We’ll lease out State sugar firms, AFA director says

By , December 7, 2023

Five State-owned sugar millers are now set to be leased to private investors for 20 years, a government agency has revealed.

The firms—Sony, Miwani, Muhoroni, Nzoia and Chemelil—would be leased for a period not exceeding 25 years. Mumias is already privatised.

Agriculture and Food Authority (AFA) has already kick-started the process in readiness to invite bids by early January.

Speaking yesterday at the second sugar symposium held at a Kisumu hotel, AFA Director Jude Chesire said: “We will place the advertisement bids on the dailies by January for interested bidders with capacity to tender.”

This is after the Parliament a vacated plan to auction the firms as was suggested in the Sugar Task Force Report. The leasing timelines were also spelt out in the report.

“We are working round the clock to come up with a transitional management ahead of the leasing for between 20 to 25 years,’’ Chesire said, adding that writing off the Sh117 billion debts that has been holding the move has necessitated the process.

The debts accrued from bank loans, tax arrears and penalties and farmers and employees’ dues. The firms owed banks Sh65 billion, Sh50 billion in taxes and nearly Sh2 billion in farmers’ dues in arrears.

Defined period

Cane farmers welcomed the move to lease the factories as opposed to selling them. However, through the Kenya Federation of Sugar Cane Farmers, they demanded the government makes public the interested bidders to allow farmers and industry stakeholders to help evaluate whether the investors had the capacity.

The federation secretary general Killion Osur, said all investors must be made public. “We are not going to allow investors with tainted image in the industry to use proxies to lease the firms,’’ he said.

Osur said farmers are keen to see new investors from well-established and thriving sugar factories like Brazil. The federation’s chairman Ezra Okoth also backed the move but said the private sector should also bid.

“We want farmers to be given substantive share or equity holding where possible,” Okoth proposed.
But Chesire said the private sector will be allowed to bid, assuring the farmers that the process would be open. The farmers demanded that the new investors will have to show proof of ability to run the firms efficiently.

“The new investors will also have to tell us whether they can modernize the factories, and optimize production,’’ said Okoth.

State run factories

There have been forerunning concerns that most of the State run factories was operating below optimal ends.

Consequently, the management has been vouching for mechanization of the firms to optimize their production

As things stand, nearly all the state run firms listed for leasing operate below installed milling capacities.
Faced with erratic shortage of cane, the factories have not been able to meet the daily set production threshold.

While on the average, they are expected to mill between 2,000 to 3,000 tons per day, they have been doing half.

Some are on record attributing this dismal performance to obsolete machinery.
Yesterday, it emerged at the symposium that machinery may not be the real issue though, but management.

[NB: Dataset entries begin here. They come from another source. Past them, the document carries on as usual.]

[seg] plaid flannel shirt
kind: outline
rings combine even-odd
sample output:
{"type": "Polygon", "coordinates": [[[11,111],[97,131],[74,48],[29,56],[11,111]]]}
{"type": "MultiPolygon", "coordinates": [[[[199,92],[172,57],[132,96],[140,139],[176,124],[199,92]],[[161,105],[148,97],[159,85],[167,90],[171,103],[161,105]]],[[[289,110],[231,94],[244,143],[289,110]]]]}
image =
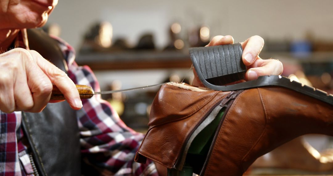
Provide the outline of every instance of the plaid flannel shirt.
{"type": "MultiPolygon", "coordinates": [[[[91,86],[100,91],[98,82],[88,66],[79,66],[74,61],[73,48],[61,39],[58,42],[69,68],[69,77],[76,84],[91,86]]],[[[26,32],[21,30],[15,47],[29,49],[26,32]]],[[[126,126],[100,95],[83,100],[83,106],[77,112],[80,130],[82,159],[102,175],[157,175],[150,160],[145,164],[135,162],[135,153],[144,135],[126,126]]],[[[0,176],[34,175],[23,137],[21,112],[6,114],[0,111],[0,176]]],[[[84,173],[83,173],[84,174],[84,173]]]]}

Although, this the millers claim is due to shortage of cane and millers’ inefficiency to mill sufficient cane.
There were crosscutting concerns with industry experts shifting goal posts and blaming each other.

But even as the debate took a heated and dramatic turn of what ails the industry, farmers insisted on overhaul of the industry management.

They want the State to fast rack the process of leasing the firms as soon as possible. Osur and Okoth, argued that there was no need for the management to blame each other for the decade’s woes.

Chairman of AFA Cornelly Serem said time was ripe now for the industry to redeem its lost glory.

“We cannot keep going round in circles blaming each other. Now, we must find lasting solutions,’’ Serem said

Over the years, the state millers have been operating in financial deficits and crises. None of the firms have been managed to an extent that their shares can be listed in the National Trading Bourse.